Для человека, страдающего психическим заболеванием, романтизация психических недугов со стороны общества – нож в спину. Болезнь уродлива и мучительна, и ничего прекрасного в ней нет. Романтизация же серьезно преуменьшает значимость психических расстройств, будто обесценивая переживания тех, кто лично с ними столкнулся. Местами это заходит слишком далеко: «Депрессии не существует, ты просто грустишь», «Какой еще психиатр тебе нужен? От скуки маешься!», «Да зачем тебе эти таблетки? Лучше иди работай!» Задевают ли подобные фразы человека, который много лет борется, например, с той же депрессией и иной раз не может даже с постели встать без посторонней помощи? Несомненно.
Глава 6. Жестокость
Я всегда с большим состраданием отношусь к своим пациентам, потому как психически больные – одна из самых незащищенных категорий людей. Особенно когда речь идет о недееспособных людях.
Как известно, многие психические заболевания приводят к инвалидизации, потребности в постоянном уходе и надзоре, и, если у такого человека нет опекуна, способного обеспечить должные условия, выход один – поместить пациента в психоневрологический интернат. Да, это не заменит домашнего тепла и уюта, но в большинстве таких учреждений условия сносные, и это гораздо лучше, чем жизнь без сторонней поддержки. Правда, бывает и иначе.
В Средние века в Европе преобладало религиозно-мистическое мышление, в связи с чем понятия «психически больной» и «одержимый» были практически тождественны. Люди боялись необычного, девиантного поведения, и с поддержкой церкви решение проблемы казалось очевидным: если человек одержим дьяволом, нужно «очистить» его душу, то есть предать огню.
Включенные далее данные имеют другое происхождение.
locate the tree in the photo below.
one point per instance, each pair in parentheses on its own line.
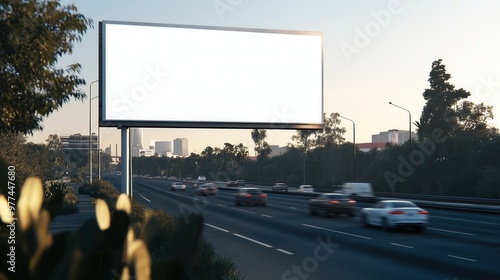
(33,36)
(439,112)
(262,148)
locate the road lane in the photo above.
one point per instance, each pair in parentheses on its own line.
(442,252)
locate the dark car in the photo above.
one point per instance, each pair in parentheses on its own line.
(332,203)
(207,189)
(280,187)
(250,196)
(240,183)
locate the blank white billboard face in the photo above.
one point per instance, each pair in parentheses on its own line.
(185,76)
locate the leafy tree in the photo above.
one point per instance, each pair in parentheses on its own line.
(331,133)
(33,36)
(262,148)
(439,111)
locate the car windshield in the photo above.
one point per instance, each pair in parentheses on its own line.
(253,191)
(402,204)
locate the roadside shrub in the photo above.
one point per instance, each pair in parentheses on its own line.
(69,198)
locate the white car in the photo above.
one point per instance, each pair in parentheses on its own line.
(306,188)
(390,214)
(178,186)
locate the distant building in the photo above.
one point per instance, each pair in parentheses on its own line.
(277,150)
(146,152)
(394,136)
(181,147)
(163,148)
(78,142)
(108,150)
(136,136)
(366,147)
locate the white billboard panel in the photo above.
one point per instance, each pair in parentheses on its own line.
(192,76)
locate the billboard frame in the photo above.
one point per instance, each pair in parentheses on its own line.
(226,124)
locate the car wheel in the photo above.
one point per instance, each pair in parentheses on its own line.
(385,224)
(420,228)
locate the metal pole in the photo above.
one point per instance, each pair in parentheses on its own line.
(409,136)
(99,151)
(90,129)
(353,147)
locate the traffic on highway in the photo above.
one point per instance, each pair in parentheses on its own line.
(282,240)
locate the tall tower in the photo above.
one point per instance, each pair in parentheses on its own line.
(181,147)
(136,135)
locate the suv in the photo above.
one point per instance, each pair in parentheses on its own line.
(306,188)
(240,183)
(280,187)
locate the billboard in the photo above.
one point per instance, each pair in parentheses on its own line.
(160,75)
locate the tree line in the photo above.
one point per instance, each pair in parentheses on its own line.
(457,153)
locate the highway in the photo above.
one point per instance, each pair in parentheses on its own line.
(283,241)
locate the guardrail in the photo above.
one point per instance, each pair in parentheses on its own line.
(455,199)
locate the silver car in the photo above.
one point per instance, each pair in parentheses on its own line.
(390,214)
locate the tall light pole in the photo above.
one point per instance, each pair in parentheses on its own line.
(409,135)
(353,147)
(90,128)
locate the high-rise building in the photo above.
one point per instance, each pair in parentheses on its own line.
(136,136)
(163,148)
(181,147)
(78,142)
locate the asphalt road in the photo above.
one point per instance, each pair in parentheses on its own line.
(283,241)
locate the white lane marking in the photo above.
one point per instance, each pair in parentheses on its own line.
(463,220)
(452,231)
(246,211)
(221,229)
(286,252)
(144,197)
(462,258)
(253,240)
(339,232)
(401,245)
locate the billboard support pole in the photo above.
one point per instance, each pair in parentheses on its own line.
(125,186)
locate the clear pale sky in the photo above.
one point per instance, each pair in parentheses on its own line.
(375,51)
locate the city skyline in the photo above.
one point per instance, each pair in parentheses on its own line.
(375,52)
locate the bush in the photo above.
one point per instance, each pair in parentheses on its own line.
(69,199)
(165,248)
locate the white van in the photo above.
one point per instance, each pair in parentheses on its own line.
(357,189)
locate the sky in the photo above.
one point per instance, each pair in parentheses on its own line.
(374,52)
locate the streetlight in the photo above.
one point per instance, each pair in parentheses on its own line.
(354,146)
(409,134)
(90,129)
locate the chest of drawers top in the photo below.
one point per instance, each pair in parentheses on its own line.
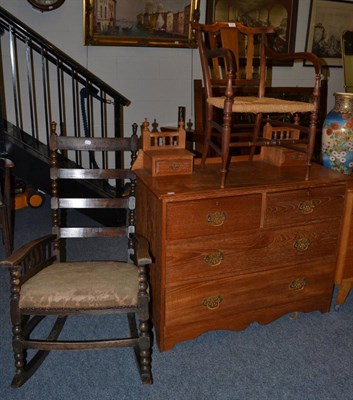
(244,178)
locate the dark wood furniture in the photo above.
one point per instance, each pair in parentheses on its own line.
(344,274)
(196,136)
(266,245)
(7,205)
(45,282)
(234,56)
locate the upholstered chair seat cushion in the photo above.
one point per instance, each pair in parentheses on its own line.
(262,105)
(82,285)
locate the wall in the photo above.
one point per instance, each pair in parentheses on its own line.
(156,80)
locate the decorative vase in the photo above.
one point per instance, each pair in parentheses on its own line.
(337,135)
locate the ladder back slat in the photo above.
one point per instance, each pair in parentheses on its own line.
(80,173)
(91,232)
(122,202)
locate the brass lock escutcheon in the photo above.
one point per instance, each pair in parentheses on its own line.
(212,302)
(215,259)
(308,206)
(298,284)
(217,218)
(302,244)
(174,167)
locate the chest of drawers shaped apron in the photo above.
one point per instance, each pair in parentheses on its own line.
(264,246)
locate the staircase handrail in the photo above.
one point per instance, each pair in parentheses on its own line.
(23,31)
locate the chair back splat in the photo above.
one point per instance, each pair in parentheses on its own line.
(49,277)
(235,60)
(7,204)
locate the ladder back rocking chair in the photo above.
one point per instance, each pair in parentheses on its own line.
(44,283)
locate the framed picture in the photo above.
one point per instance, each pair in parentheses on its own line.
(140,23)
(327,20)
(281,14)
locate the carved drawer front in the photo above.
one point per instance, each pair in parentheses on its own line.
(249,251)
(301,206)
(198,307)
(213,216)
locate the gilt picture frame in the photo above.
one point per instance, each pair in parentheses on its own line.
(328,19)
(281,14)
(164,23)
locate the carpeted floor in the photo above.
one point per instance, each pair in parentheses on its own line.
(309,357)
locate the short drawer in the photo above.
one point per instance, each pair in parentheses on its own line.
(213,216)
(233,303)
(301,206)
(250,251)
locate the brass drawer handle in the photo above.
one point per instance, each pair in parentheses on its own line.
(174,167)
(302,244)
(214,259)
(298,284)
(212,302)
(216,219)
(308,206)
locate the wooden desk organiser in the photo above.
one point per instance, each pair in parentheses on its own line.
(164,152)
(281,156)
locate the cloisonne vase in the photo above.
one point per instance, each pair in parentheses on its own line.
(337,135)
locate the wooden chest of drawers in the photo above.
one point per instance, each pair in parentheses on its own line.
(264,246)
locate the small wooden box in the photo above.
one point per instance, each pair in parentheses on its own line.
(168,162)
(164,152)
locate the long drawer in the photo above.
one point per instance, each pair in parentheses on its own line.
(199,307)
(303,206)
(246,252)
(213,216)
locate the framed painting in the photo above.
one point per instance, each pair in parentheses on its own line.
(281,14)
(327,21)
(140,23)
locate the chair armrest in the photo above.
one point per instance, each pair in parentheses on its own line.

Между тем инквизиция коснулась не всех больных. Со временем были созданы специальные учреждения для умалишенных (Бедлам, Бисетр). Только пациентов там не лечили, а просто изолировали от социума. Туда же помещали бродяг, бедняков, вольнодумцев и прочих неугодных обществу. Людей содержали в неподобающих условиях, не редкостью были эпидемии, насилие, издевательства, эксперименты.
Гораздо позже, в XVIII–XIX веках, началась эпоха становления психиатрии как отдельной области медицины – эпоха Филиппа Пинеля[4] и Джона Конноли[5], провозгласивших принцип «no restraint» (никакого стеснения) и значительно улучшивших условия содержания душевнобольных. Начались строительства настоящих психиатрических лечебниц. Там исследовали психические расстройства, разрабатывали концепции терапии и диагностики.